BM : Plutôt qu'avec des discussions sans fin et sans résultats, il ne faudrait plus financer les pays qui ne participent pas au Parquet européen (comme la Hongrie) ; ce serait une sanction très simple et efficace. Car, actuellement, on a des situations où l’argent des contribuables européens est utilisé par des gouvernements criminels. J’ai parlé d’État mafieux pour la Hongrie et étudié les tendances autocratiques en comparant notamment les cas polonais et hongrois. La caractéristique du gouvernement Orbán est d’être motivé par le pouvoir et la richesse, la concentration des pouvoirs et l’accumulation des richesses pour une même famille politique. En Pologne, c’est la motivation du pouvoir et de l’idéologie, car l’objectif du PiS est de réussir un système de valeurs « nationaliste chrétien ». En Hongrie, en revanche, le pouvoir ne suit pas un objectif idéologique. Son approche de l’idéologie est purement utilitariste.

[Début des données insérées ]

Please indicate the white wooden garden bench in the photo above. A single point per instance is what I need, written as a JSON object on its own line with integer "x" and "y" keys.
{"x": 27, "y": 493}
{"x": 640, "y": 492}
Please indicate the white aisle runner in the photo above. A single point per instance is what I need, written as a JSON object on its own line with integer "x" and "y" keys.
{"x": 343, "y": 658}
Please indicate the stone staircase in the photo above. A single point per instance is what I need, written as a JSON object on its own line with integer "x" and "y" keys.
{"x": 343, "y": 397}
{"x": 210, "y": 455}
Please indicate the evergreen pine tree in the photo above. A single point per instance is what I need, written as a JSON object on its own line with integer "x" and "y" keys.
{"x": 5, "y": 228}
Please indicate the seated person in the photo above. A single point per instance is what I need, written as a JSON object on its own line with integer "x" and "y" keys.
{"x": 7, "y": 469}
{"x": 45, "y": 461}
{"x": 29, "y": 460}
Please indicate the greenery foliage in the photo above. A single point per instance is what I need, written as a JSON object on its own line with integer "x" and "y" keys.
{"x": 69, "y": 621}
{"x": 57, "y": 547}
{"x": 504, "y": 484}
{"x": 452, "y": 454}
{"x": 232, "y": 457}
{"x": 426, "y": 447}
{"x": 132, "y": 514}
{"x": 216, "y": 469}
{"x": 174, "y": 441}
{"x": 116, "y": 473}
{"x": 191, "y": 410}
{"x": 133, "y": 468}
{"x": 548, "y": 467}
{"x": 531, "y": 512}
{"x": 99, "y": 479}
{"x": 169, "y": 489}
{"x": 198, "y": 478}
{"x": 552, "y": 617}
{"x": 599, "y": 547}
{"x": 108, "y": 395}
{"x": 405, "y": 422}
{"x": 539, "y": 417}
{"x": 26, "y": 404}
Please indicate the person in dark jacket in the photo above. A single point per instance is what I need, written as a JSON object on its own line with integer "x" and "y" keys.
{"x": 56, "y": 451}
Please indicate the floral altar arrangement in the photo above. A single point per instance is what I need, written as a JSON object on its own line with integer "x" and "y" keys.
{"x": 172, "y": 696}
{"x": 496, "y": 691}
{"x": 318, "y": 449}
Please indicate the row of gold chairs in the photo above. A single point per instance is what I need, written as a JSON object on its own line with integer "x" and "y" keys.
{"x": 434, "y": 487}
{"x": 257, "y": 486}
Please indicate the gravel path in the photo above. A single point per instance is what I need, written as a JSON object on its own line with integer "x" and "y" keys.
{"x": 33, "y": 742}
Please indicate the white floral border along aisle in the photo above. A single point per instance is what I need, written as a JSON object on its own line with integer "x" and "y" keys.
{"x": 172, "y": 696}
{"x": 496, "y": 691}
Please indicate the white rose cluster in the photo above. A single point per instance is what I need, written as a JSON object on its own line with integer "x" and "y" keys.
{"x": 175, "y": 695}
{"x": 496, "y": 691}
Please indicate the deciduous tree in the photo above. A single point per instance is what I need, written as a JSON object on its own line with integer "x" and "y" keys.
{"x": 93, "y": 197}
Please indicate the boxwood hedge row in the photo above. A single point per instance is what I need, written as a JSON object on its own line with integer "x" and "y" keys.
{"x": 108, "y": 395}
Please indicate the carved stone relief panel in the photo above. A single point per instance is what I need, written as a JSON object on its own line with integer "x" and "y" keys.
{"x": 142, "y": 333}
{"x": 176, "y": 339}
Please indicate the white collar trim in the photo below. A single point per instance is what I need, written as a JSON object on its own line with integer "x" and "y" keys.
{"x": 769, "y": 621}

Ces deux pays ont en commun, en revanche, l’utilisation du concept de nation plutôt que de citoyens autonomes, qu’ils utilisent pour créer leur légitimité et exclure les citoyens critiques, décrits comme des représentants des intérêts de l'étranger. Ils partagent aussi une forme particulière d'euroscepticisme et poursuivent une « lutte pour la liberté nationale contre la dictature de Bruxelles » tout en continuant à attendre des ressources de l’UE. Et il y a la peur et la suspicion des réfugiés, des migrants et des étrangers, exceptionnellement élevées dans ces deux pays.